Executives from four of the largest wealth management firms gathered Thursday and discussed how firms can attract and retain advisors. One summed up his high-level strategy this way: Emulate the New York Yankees.
Kenneth Correa, an executive director at UBS and head of the firm's Metropolitan Market, said organizations can learn an important lesson from one of baseball's most polarizing teams, speaking at the Securities Industry and Financial Markets Association’s Private Client conference.
"You hear about all these players that want to be a part of the Yankees, the pinstripes," Correa said. "And they want to be a part of the pinstripes because they want to be a part of that legacy, the Yankee legacy."
The Yankees have won the World Series 27 times, more than twice as many as the team with the second-highest number of championships.
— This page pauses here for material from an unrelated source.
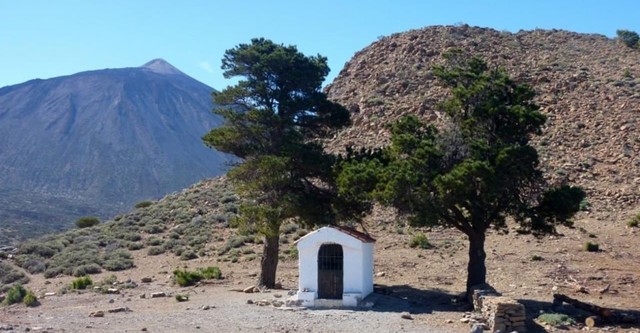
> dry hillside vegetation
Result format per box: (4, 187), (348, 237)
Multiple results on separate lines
(0, 26), (640, 333)
(327, 25), (640, 215)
Players and fans associate the franchise with winning, and they want to be a part of it.
“I hate to admit it, as a Mets fan, but I see that and I think, how can I create that culture, that ecosystem, in my [UBS] market?" Correa said. "Because that will not only attract people in, it will retain people and it will help us go to whatever mission or common vision we’re trying to create for the business.”
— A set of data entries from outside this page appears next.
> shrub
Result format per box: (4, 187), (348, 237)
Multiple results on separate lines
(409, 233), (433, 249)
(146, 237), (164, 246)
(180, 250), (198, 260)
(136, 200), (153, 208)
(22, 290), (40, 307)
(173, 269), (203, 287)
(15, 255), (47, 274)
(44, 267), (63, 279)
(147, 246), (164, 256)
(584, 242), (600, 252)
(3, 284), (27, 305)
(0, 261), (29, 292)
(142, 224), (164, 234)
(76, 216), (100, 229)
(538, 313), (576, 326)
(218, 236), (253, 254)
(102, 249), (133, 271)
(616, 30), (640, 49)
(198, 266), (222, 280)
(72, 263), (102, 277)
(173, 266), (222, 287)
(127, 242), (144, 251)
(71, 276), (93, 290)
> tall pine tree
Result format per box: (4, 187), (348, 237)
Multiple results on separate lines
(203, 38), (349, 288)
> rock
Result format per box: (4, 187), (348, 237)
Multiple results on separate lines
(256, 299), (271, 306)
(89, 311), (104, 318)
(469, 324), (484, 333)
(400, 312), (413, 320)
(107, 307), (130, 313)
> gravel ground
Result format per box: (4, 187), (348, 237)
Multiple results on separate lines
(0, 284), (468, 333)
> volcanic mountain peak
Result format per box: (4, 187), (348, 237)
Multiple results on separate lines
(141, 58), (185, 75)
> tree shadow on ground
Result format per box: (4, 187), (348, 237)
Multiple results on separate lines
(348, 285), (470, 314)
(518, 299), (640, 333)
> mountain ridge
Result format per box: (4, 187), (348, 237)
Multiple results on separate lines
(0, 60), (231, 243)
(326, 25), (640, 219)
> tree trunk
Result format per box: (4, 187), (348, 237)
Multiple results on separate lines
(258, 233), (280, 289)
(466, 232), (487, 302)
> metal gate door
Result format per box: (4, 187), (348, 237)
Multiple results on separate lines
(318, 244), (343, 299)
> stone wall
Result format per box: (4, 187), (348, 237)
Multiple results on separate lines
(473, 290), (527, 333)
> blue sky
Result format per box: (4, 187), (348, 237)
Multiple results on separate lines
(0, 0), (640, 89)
More specifically, Correa pointed out a widespread industry concern about the aging advisor workforce with an inadequate pipeline of young advisors to replace them. Young professionals interested in working in finance "are thinking private equity, hedge funds, investment banking, research, sales and trading.” Wealth management is too low in the pecking order. The sales narrative around brokers needs to change, he said.
Deborah Shepherd, a managing director and New Jersey market executive at Merrill Lynch Wealth Management, said wealth management is viewed as "a really high-risk profession," but there are now years-long training programs to help develop and ensure advisors succeed.
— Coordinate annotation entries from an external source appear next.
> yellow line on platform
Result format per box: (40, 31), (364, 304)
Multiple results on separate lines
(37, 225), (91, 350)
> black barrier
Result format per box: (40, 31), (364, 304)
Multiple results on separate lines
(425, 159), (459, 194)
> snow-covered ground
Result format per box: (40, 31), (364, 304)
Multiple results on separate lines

To retain advisors and get them to work hard — for both their firm and clients — managers need to diagnose their problems, rather than treat them like one, said Dylana Hopler, a complex director at Ameriprise Financial. In Hopler's career, the challenge of getting to know a new client and creating a financial plan for them was invigorating. She looks for opportunities to introduce new technology or junior employees to offices, freeing up time for experienced advisors to refocus on new clients.
Technology has advanced so quickly that some advisors have fallen behind on using it and missed out on a chance to leverage their business. Firms have to make sure they aren't just developing tech tools but that everyone is up to speed and taking advantage of them, said Chris Fils, a Florida complex manager at Raymond James & Associates.